A tree had erupted from under the grate. Its black trunk filled the chimney, and its limbs had pushed through the stone and the surrounding wood paneling.

“It’s like the tree from Mary’s alembic.” Matthew crouched down by the hearth in his black velvet breeches and embroidered linen shirt. His finger touched a small lump of silver embedded in the bark. Like mine, his voice sounded out of time and place.

“That looks like your pilgrim’s badge.” I joined him, my full black skirts belling out over the floor. The outline of Lazarus’s coffin was barely recognizable.

“I think it is. The ampulla had two gilded hollows inside to hold holy water. Before I left Oxford, I’d filled one with my blood and the other with yours.” Matthew’s eyes met mine. “Having our blood so close made me feel as though we could never be separated.”

“It looks as though the ampulla was exposed to heat and partially melted. If the inside of the ampulla was gilded, traces of mercury would have been released along with the blood.”

“So this tree was made with some of the same ingredients as Mary’s arbor Dianæ .” Matthew looked up into the bare branches.

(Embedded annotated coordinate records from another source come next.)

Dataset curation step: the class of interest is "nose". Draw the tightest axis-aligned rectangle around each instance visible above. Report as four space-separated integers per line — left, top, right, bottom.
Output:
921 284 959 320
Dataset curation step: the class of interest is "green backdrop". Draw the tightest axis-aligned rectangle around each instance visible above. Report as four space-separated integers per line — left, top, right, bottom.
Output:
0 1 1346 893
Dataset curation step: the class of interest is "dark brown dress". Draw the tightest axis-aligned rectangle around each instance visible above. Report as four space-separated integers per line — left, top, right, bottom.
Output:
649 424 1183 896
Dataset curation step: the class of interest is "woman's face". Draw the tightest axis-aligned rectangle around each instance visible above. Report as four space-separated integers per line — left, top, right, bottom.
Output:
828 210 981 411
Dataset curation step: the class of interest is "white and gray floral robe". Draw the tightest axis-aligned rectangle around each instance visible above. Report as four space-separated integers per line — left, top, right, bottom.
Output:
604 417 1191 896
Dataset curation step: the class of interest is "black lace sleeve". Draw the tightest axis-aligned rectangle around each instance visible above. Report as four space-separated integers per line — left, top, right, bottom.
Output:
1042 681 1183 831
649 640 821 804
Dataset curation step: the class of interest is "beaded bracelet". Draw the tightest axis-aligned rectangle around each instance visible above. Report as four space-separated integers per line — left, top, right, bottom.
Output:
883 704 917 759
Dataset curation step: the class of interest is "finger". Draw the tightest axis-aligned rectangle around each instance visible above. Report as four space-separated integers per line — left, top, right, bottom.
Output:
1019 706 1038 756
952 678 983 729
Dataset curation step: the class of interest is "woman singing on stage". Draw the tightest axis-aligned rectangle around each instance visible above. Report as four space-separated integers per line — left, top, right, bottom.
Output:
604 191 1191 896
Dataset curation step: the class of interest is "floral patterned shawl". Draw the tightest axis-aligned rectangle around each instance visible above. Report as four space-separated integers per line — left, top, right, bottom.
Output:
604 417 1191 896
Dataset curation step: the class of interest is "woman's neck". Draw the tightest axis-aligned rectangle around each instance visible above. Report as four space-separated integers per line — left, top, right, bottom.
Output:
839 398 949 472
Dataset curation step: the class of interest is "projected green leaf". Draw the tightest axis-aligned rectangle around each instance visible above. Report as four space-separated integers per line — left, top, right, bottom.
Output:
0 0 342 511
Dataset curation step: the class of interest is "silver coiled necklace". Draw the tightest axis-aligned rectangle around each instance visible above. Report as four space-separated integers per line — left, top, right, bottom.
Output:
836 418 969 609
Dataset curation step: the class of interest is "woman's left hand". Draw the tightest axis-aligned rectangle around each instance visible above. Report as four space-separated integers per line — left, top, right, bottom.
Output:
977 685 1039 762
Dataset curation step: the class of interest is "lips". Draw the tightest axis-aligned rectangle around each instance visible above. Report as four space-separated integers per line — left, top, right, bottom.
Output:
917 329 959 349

The scent of chamomile and cinnamon intensified. The tree began to bloom—but not the usual fruit or flowers. Instead a key and a single sheet of vellum sprouted from the branches.

“It’s the page from the manuscript,” said Matthew, pulling it free.

“That means the book is still broken and incomplete in the twenty-first century. Nothing we did in the past altered that fact.” I took a steadying breath.

“Then the likelihood is that Ashmole 782 is safely hidden in the Bodleian Library,” Matthew said quietly. “This is the key to a car.” He snagged it off the branches. For months I hadn’t thought about any form of transportation besides a horse or a ship. I looked out the front window, but no vehicle awaited us there. Matthew’s eyes followed mine.

“Marcus and Hamish would have made sure we had a way to get to Sept-Tours as planned without calling them for help. They probably have cars waiting all over Europe and America just in case. But they wouldn’t have left one visible,” Matthew continued.

“There’s no garage.”

“The hop barn.” Matthew’s hand automatically moved to slide the key into the pocket at his hip, but his clothing had no such modern conveniences.